Which N2O production processes are relevant when converting from grassland to cropland?

During the last decades, large areas of grassland were converted to cropland across Europe, mainly due to the increasing demand of cropland following the expansion of biogas plant production (e.g. maize). However, the conversion to cropland bears a risk of nitrous oxide (N₂O) emission due to enhanced nitrogen (N) mineralization. Until now, knowledge about N₂O production pathways due to grassland conversion and in particular N₂O reduction to N₂ is very limited (Buchen et al., 2018), even though understanding of N₂O processes and identification of sources are needed in order to devise mitigation options.

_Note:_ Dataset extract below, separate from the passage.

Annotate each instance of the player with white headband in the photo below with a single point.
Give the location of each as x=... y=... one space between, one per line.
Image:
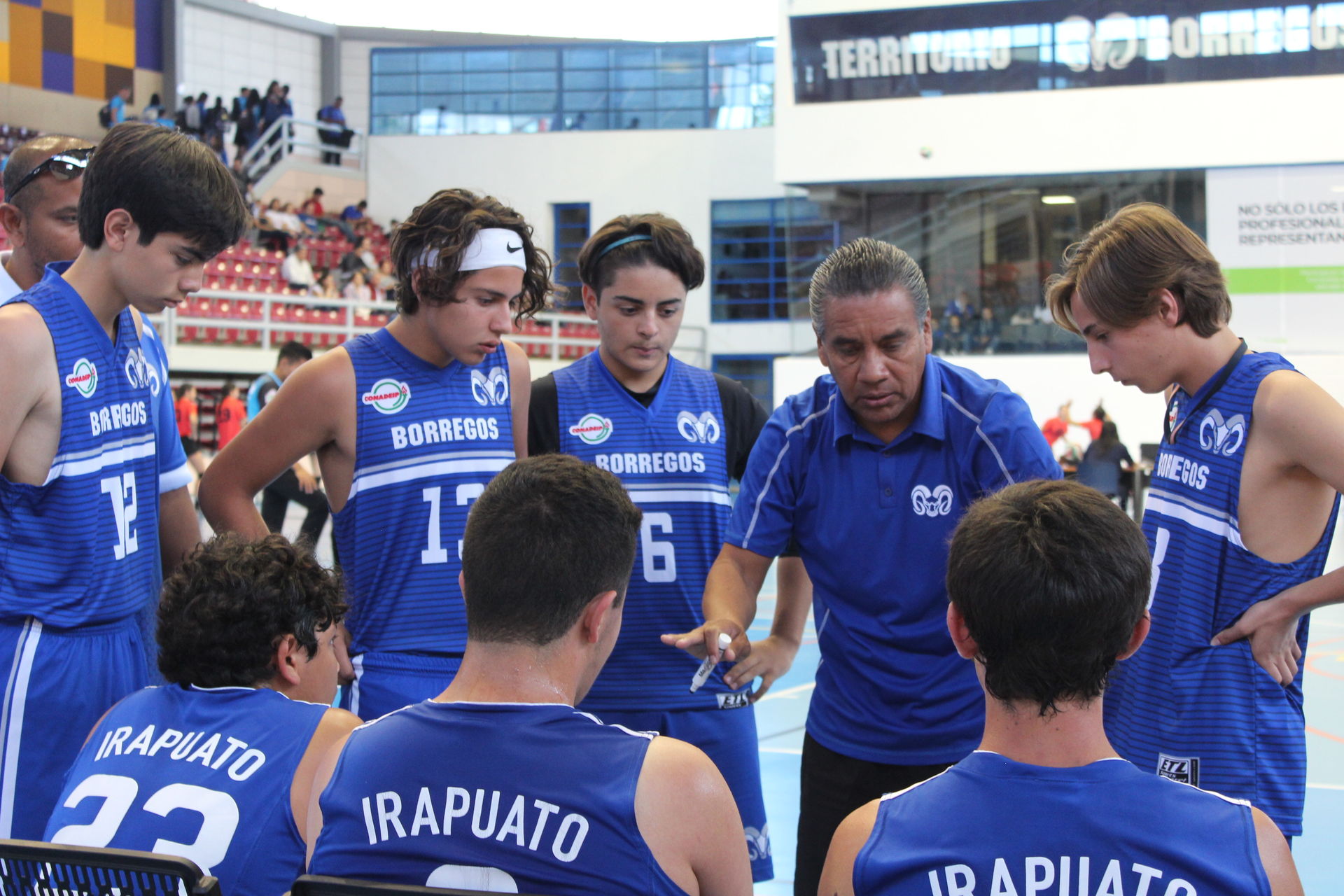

N₂O samples were collected periodically from manual chambers following chemical and mechanical conversion from permanent grassland to cropland (maize) at two sites with different texture (clayey loam and sandy loam) and fertilization regime (with and without mineral N-fertilization) in north-western Germany (Helfrich et al., 2020). Samples were analysed for natural abundance stable isotope signatures of soil-emitted N₂O (δ¹⁵N^bulk_N2O, δ¹⁸O_N2O and δ¹⁵N^SP_N2O = intramolecular distribution of ¹⁵N in the N₂O molecule) by isotope ratio mass spectrometry (IRMS) and dual-isotope of N₂O isotopic signatures (plotting δ¹⁵N^SP_N2O vs. δ¹⁸O_N2O) were used for data evaluation (Lewicka-Szczebak et al., 2017). Although, isotopic signatures were very variable throughout the year at both sites, the clayey loam site exhibited a close correlation between δ¹⁵N^sp_N2O and δ¹⁸O_N2O suggesting that values were mainly controlled by N₂O reduction to N₂. At the sandy loam site this pattern was less pronounced, possibly because processes other than bacterial denitrification (e.g. fungal denitrification and nitrification) also significantly influence isotopocule values. Altogether, bacterial denitrification was found to be the most important process following grassland conversion to maize cropping.

References:

Buchen, C., Lewicka‐Szczebak, D., Flessa, H., Well, R., 2018. Estimating N₂O processes during grassland renewal and grassland conversion to maize cropping using N₂O isotopocules. Rapid Communications in Mass Spectrometry 32, 1053-1067.

Helfrich, M., Nicolay, G., Well, R., Buchen-Tschiskale, C., Dechow, R., Fuß, R., Gensior, A., Paulsen, H., Berendonk, C., Flessa, H., 2020. Effect of chemical and mechanical grassland conversion to cropland on soil mineral N dynamics and N₂O emission. Agriculture, Ecosystems & Environment 298, 106975.

Lewicka-Szczebak, D., Augustin, J., Giesemann, A., Well, R., 2017. Quantifying N₂O reduction to N₂ based on N₂O isotopocules – validation with independent methods (helium incubation and ¹⁵N gas flux method). Biogeosciences 14, 711-732.